The New West

Samain and the Moon of Thanksgiving

Wednesday gratefuls: Mountain Waste. Doctors. The one here and the ones out there. Roads. The builders of Colorado Mountain roads. His Dark Materials. Phillip Pullman. Friends. Caregiving. Tsundoku. Collecting books you have not read. William Schmidt. Bill. As he goes through the next 14 days. Tom on December 1st. Carne asada unthawing. Carnitas and beans for supper.

Red Sky in the morning through the Lodgepoles. A western greeting. When it’s red like this, I always think of Louis L’Amour. I’ve only read one of his. It surprised me. The prose was more like Dashiel Hammet. I think it was Riders of the Purple Sage.

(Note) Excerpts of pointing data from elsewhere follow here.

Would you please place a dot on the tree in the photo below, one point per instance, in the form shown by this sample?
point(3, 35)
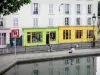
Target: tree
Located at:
point(10, 6)
point(99, 8)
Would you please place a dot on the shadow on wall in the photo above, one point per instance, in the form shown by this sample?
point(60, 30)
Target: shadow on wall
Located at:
point(18, 41)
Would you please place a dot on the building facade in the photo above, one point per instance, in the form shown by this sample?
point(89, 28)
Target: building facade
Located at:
point(54, 13)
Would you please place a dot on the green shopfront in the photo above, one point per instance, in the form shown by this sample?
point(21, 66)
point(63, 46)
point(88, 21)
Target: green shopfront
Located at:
point(40, 36)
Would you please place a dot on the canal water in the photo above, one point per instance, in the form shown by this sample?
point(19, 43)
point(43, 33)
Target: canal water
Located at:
point(70, 66)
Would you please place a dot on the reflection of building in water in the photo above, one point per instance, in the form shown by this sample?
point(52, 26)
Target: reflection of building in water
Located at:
point(71, 66)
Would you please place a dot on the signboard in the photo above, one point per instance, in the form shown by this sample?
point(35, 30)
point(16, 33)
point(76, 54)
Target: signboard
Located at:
point(15, 33)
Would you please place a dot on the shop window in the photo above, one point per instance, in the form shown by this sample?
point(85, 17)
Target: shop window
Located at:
point(79, 34)
point(29, 37)
point(36, 37)
point(63, 34)
point(90, 33)
point(66, 34)
point(2, 38)
point(52, 36)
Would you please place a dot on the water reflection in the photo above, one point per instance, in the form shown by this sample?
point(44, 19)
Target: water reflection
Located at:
point(70, 66)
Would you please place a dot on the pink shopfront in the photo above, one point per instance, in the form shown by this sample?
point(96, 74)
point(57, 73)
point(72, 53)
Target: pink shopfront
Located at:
point(4, 37)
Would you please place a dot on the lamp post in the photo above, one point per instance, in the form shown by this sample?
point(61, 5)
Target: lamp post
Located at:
point(93, 19)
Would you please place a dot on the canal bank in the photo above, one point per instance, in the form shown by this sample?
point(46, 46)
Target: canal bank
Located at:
point(7, 61)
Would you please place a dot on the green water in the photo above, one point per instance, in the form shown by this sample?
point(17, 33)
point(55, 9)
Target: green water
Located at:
point(69, 66)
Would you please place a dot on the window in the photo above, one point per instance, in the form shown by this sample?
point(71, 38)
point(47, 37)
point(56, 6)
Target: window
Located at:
point(35, 8)
point(35, 23)
point(67, 71)
point(50, 8)
point(67, 8)
point(90, 33)
point(78, 9)
point(15, 21)
point(50, 21)
point(89, 21)
point(35, 72)
point(52, 36)
point(77, 21)
point(77, 70)
point(79, 34)
point(36, 37)
point(2, 38)
point(66, 20)
point(28, 37)
point(89, 9)
point(1, 21)
point(88, 70)
point(66, 34)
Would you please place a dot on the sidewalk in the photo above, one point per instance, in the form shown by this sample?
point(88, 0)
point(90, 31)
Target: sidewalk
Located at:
point(6, 61)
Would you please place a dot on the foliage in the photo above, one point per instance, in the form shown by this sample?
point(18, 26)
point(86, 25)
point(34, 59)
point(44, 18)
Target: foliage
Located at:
point(10, 6)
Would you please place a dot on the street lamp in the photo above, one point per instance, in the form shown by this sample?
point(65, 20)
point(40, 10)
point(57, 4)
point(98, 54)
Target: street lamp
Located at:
point(93, 19)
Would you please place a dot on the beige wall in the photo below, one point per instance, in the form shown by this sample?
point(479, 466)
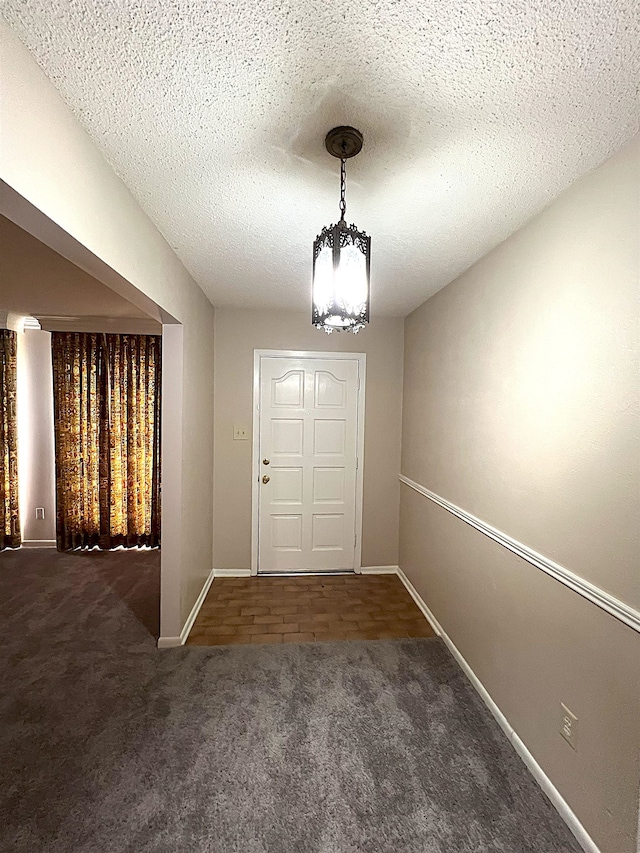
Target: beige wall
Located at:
point(521, 407)
point(238, 333)
point(36, 464)
point(49, 160)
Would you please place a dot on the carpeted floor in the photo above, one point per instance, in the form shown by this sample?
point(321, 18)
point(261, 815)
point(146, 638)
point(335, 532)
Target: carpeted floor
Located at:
point(109, 746)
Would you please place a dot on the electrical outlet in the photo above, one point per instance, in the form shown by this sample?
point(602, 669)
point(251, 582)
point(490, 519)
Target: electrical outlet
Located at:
point(569, 726)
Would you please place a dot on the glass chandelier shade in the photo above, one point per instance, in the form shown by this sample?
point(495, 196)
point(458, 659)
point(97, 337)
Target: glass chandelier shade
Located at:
point(341, 257)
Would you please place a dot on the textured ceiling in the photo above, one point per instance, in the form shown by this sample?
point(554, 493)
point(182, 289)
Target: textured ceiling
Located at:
point(475, 114)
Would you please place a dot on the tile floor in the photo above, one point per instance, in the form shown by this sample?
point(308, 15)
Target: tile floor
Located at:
point(307, 609)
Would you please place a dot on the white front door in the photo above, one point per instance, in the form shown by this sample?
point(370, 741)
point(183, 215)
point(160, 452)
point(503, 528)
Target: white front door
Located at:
point(308, 465)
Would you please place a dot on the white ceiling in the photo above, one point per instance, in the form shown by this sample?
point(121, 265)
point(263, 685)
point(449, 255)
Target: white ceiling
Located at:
point(475, 114)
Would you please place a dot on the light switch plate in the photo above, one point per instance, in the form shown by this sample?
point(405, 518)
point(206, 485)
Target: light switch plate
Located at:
point(568, 726)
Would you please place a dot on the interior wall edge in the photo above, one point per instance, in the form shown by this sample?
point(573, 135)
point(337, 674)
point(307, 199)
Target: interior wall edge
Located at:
point(600, 597)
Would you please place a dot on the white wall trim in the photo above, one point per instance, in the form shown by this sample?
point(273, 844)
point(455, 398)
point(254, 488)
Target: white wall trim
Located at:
point(171, 642)
point(556, 798)
point(379, 570)
point(614, 606)
point(361, 359)
point(232, 573)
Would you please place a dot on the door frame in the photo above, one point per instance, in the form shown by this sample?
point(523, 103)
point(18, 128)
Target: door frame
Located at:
point(361, 358)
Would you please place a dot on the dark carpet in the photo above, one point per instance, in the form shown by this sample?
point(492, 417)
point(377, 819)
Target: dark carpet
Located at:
point(110, 745)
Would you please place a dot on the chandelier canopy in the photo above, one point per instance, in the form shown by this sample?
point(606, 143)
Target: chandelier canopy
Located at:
point(341, 255)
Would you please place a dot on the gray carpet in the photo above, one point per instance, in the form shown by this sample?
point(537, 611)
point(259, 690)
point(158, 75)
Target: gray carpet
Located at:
point(109, 745)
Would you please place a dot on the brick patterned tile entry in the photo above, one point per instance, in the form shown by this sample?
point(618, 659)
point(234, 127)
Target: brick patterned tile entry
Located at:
point(307, 609)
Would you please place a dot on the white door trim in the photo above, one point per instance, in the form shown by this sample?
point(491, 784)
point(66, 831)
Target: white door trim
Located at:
point(258, 354)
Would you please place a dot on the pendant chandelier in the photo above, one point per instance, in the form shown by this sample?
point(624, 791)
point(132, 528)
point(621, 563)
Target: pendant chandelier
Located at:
point(341, 255)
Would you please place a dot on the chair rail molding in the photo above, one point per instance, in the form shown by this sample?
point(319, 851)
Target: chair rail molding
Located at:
point(612, 605)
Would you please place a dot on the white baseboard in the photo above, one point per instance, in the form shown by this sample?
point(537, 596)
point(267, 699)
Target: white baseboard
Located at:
point(564, 810)
point(169, 642)
point(379, 570)
point(172, 642)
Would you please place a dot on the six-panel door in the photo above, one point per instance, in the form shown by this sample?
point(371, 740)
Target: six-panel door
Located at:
point(308, 445)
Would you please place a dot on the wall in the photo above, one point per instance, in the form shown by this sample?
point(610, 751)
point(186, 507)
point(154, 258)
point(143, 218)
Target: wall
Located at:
point(238, 333)
point(51, 163)
point(36, 452)
point(521, 407)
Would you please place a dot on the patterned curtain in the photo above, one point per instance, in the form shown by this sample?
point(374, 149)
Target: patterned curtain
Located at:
point(9, 514)
point(107, 426)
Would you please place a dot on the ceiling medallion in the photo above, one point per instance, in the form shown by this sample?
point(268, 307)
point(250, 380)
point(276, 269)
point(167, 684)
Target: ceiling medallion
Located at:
point(341, 255)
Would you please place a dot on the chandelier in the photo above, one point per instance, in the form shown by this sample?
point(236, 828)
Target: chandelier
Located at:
point(341, 255)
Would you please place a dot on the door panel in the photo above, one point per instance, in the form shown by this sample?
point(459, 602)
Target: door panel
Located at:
point(308, 433)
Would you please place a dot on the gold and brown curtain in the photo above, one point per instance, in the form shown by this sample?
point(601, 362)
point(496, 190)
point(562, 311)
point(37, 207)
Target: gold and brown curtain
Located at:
point(9, 513)
point(107, 429)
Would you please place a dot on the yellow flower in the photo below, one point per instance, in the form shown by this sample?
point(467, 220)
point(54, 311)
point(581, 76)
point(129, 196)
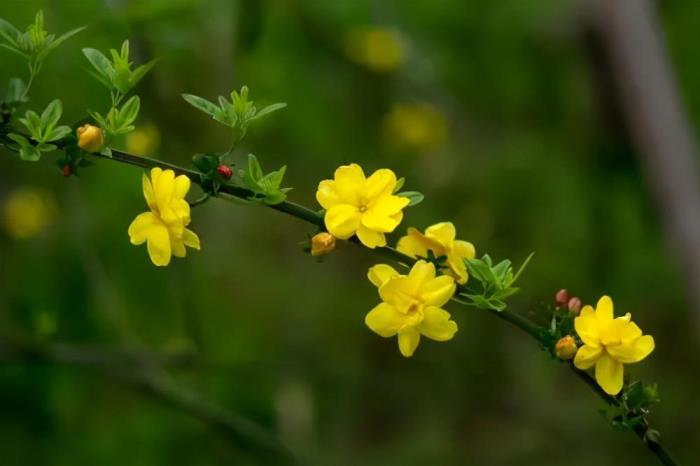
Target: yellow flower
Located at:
point(609, 343)
point(322, 244)
point(411, 305)
point(416, 126)
point(379, 49)
point(28, 211)
point(363, 206)
point(163, 228)
point(440, 239)
point(90, 138)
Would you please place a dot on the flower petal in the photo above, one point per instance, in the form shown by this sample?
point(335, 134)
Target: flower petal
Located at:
point(444, 233)
point(148, 193)
point(384, 320)
point(632, 352)
point(182, 186)
point(326, 194)
point(349, 182)
point(381, 216)
point(138, 230)
point(191, 239)
point(342, 220)
point(609, 374)
point(437, 325)
point(370, 238)
point(159, 245)
point(438, 291)
point(413, 244)
point(586, 326)
point(164, 187)
point(408, 341)
point(420, 274)
point(604, 310)
point(380, 274)
point(586, 356)
point(382, 182)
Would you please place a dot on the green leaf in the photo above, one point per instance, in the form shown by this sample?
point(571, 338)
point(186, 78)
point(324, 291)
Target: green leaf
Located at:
point(414, 196)
point(267, 110)
point(129, 112)
point(58, 133)
point(141, 71)
point(254, 168)
point(9, 32)
point(15, 91)
point(201, 104)
point(101, 63)
point(51, 115)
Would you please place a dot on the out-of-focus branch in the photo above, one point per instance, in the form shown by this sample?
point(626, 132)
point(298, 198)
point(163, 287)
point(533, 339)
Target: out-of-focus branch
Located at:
point(146, 371)
point(633, 49)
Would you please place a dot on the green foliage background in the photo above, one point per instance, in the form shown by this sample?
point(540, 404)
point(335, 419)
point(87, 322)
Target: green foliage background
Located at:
point(533, 160)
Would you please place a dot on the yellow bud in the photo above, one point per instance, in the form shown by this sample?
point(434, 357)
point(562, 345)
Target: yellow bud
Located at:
point(322, 243)
point(566, 347)
point(90, 138)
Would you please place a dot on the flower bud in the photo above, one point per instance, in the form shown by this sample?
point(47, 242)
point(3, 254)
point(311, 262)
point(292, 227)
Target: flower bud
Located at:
point(224, 171)
point(90, 138)
point(562, 297)
point(566, 347)
point(322, 243)
point(574, 305)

When we moved out here, I expected cowboy hats, western shirts, cowboy boots, maybe guns on the hip. Bars with half-doors on spring pivots. Lotta chaw. I have been disappointed. There is the occasional Stetson. Cowboy boots are the most common of the things I mentioned. Very few western shirts, though attending the Great Western National Stockshow saw many of them. It’s the rodeo guys, the paid cowboy entertainers, who dress western.

Although. Yesterday when we got our hair done, Jackie showed me pictures of her son’s wedding. The minister, her son and his bride stood on a large boulder. Her proud father, all dressed in black with a black Stetson and belt with silver stood off to the side below as did the small number of wedding guests. The chairs were hay bales with Diné blankets. This western culture lives on among ranchers. It’s more of a rural thing.

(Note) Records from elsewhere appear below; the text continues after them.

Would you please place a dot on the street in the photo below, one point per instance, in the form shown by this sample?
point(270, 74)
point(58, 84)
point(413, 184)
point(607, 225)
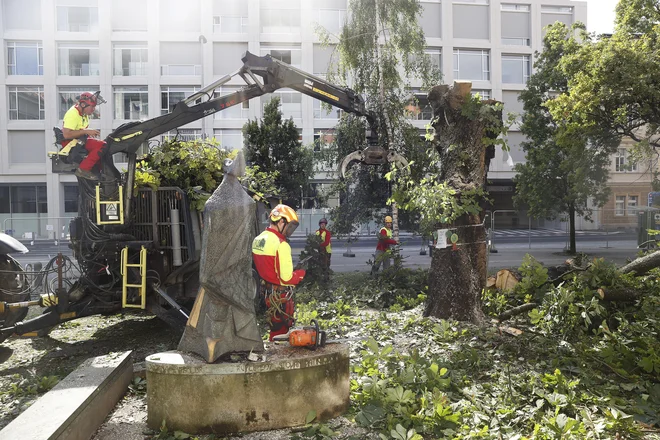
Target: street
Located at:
point(511, 246)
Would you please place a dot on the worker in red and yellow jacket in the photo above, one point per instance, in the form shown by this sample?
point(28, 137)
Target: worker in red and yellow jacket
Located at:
point(325, 246)
point(272, 258)
point(385, 240)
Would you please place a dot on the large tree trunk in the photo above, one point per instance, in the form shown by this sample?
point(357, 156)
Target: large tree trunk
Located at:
point(458, 274)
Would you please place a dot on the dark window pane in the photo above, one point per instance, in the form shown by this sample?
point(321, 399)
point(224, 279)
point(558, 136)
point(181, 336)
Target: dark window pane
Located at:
point(42, 197)
point(4, 200)
point(24, 199)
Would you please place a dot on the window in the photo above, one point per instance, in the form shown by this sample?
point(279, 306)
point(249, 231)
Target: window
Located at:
point(230, 24)
point(28, 199)
point(25, 58)
point(136, 21)
point(131, 103)
point(620, 206)
point(183, 134)
point(78, 59)
point(472, 64)
point(516, 25)
point(229, 139)
point(77, 18)
point(331, 19)
point(26, 147)
point(483, 94)
point(471, 20)
point(513, 7)
point(280, 17)
point(68, 96)
point(26, 103)
point(290, 103)
point(322, 113)
point(170, 96)
point(15, 16)
point(516, 69)
point(430, 20)
point(622, 163)
point(131, 59)
point(181, 58)
point(632, 205)
point(70, 198)
point(238, 111)
point(287, 54)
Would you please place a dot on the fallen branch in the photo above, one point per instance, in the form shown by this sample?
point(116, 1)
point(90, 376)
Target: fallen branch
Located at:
point(642, 265)
point(516, 311)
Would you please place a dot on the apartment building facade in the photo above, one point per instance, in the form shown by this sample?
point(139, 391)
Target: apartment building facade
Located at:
point(146, 55)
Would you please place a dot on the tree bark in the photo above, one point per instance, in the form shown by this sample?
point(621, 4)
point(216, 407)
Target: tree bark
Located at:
point(642, 265)
point(458, 273)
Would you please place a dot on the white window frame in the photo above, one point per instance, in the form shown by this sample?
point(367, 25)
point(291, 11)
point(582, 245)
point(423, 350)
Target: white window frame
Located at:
point(621, 162)
point(128, 89)
point(91, 25)
point(226, 114)
point(619, 206)
point(78, 46)
point(121, 47)
point(15, 46)
point(632, 205)
point(217, 24)
point(485, 63)
point(188, 90)
point(526, 66)
point(12, 95)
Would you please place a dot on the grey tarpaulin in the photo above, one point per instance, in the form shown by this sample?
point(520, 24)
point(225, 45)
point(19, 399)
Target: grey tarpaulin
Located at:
point(223, 318)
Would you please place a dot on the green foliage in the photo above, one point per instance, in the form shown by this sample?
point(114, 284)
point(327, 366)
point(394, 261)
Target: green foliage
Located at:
point(195, 167)
point(566, 165)
point(315, 266)
point(272, 144)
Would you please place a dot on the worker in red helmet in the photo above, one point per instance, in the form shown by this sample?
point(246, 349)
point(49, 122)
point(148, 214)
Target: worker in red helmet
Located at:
point(272, 258)
point(75, 126)
point(325, 248)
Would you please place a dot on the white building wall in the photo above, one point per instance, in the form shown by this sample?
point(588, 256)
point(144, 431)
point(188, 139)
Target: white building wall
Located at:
point(155, 36)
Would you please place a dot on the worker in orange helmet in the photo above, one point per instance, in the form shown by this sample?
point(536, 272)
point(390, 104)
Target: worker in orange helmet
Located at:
point(272, 258)
point(75, 123)
point(325, 248)
point(385, 240)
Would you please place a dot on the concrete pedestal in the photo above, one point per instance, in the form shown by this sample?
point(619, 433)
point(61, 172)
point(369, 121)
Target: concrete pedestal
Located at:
point(199, 398)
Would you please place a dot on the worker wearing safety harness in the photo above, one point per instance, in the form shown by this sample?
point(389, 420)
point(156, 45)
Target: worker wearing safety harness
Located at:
point(76, 121)
point(382, 248)
point(325, 248)
point(272, 258)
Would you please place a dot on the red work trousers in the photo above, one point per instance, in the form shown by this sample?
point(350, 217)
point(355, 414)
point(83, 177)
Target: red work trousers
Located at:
point(93, 147)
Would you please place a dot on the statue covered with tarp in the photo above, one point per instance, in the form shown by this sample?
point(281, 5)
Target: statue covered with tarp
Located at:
point(223, 319)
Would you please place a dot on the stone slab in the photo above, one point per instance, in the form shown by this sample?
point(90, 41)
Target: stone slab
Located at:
point(222, 398)
point(78, 405)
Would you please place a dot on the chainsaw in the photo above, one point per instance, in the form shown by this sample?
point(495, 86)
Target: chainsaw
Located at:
point(310, 337)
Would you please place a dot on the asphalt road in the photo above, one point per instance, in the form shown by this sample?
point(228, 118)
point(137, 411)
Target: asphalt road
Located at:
point(511, 246)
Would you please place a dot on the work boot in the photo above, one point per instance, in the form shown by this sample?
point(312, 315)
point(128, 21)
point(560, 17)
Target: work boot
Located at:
point(86, 174)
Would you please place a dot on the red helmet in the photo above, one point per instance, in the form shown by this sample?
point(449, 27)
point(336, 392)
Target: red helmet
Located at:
point(89, 99)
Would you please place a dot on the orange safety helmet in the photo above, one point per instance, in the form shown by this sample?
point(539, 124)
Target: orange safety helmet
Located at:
point(288, 215)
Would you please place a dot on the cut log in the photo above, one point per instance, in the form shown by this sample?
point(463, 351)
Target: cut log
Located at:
point(621, 294)
point(642, 265)
point(516, 311)
point(507, 279)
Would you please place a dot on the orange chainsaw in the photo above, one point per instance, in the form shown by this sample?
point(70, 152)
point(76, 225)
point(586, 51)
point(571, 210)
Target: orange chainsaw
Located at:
point(309, 337)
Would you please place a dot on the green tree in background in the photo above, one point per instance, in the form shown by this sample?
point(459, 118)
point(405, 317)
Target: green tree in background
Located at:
point(565, 167)
point(273, 146)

Denver and its metro area, including the Front Range where Kate and I live, is the New West. Skiers, hikers, back country campers, and many millennials have added themselves to the state. In spite of the many bumper stickers like Native, Colorado: We’re full. This change irritates the hell out of “native” Coloradans. Who are, in my opinion, feeling a slight taste of the angst their ancestors gave the Utes, the Apaches, and the Comanches who lived here first. They’re not native here. No one is, in the longview. It took those wandering tribes from Asia a while to populate North America, but even the earliest of them weren’t here 50,000 years ago. But, as we used to say in the first grade, those early nations did have dibs on the land.

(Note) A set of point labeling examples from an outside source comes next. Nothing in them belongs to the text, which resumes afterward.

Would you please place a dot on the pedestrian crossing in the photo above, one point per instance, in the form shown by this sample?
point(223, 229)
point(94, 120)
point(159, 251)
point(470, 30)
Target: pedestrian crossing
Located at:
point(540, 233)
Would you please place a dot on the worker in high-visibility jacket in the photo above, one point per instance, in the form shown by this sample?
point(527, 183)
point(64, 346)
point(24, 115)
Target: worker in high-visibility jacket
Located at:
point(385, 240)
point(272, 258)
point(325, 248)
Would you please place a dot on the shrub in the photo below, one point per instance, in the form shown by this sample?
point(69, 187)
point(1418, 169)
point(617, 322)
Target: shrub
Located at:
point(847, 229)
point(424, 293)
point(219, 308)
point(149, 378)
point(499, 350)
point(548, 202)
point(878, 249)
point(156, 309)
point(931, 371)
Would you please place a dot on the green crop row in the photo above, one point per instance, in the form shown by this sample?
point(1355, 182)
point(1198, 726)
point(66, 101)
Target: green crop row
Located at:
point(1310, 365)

This change in the human population has changed both the physical and political landscapes. The number of hard rock mines here, hard rock mines with toxic runoff and piles of toxic tailings literally dot the mountainous part of the state. After the Indian wars, the settlement of Colorado got a big push from Eastern mining and railroad interests, plus one pulse of gold diggers. Pikes Peak or bust. Most, almost all, busted. There was gold here. And silver. And magnesium. So many minerals that a college, The Colorado School of Mines, has taken a storied place in both the states recent past and mining around the world. The mines, the railroads, even the stockyards that grew up around the ranches and the confluence of north/south rail lines, were not locally owned, nor locally controlled. Colorado was, back then, a vassal state of financiers, industrialists, and railroad owners like James J. Hill.

That’s the second big lie behind the nativist bumper stickers. These faux natives of Colorado did not “own” it. Those who saw the West, the Rockies in particular, as a source of resources for their own plans, did. They controlled the politics and the wealth. Those so-called natives descended from peasants who worked the land and mountains for Wall Street feudal lords. The New West, the new Colorado, has its own Fortune 500 companies. The space, technology and military presence here makes Colorado a unique blend of highly educated workers and outdoors enthusiasts. It also means that the state has gone from red to purple to blue over the last few decades. Again, a process highly irritating to those who want to close our borders to new residents.

Kate and I are part of the New West, the new Colorado. So are many of our neighbors. We have moved West as Horace Greeley once urged young men to do. Sort of. Many of us came from the humid east, but many come from Texas and California. Colorado, by a slim majority, became the first state to mandate by popular vote, the reintroduction of wolves. The natives were the chief opposition. The rancher crowd and the hunting oriented outdoors folks. This will not be their first defeat along environmental lines. We also elected a gay Governor, Jared Polis, two years ago, after having been called the Hate State not twenty years ago.

When I consider all this, I’m not surprised any more at the low relevance of old west motifs. My fleece and plaid shirt, denim and hiking shoes, are the dress of the New West. At least for me.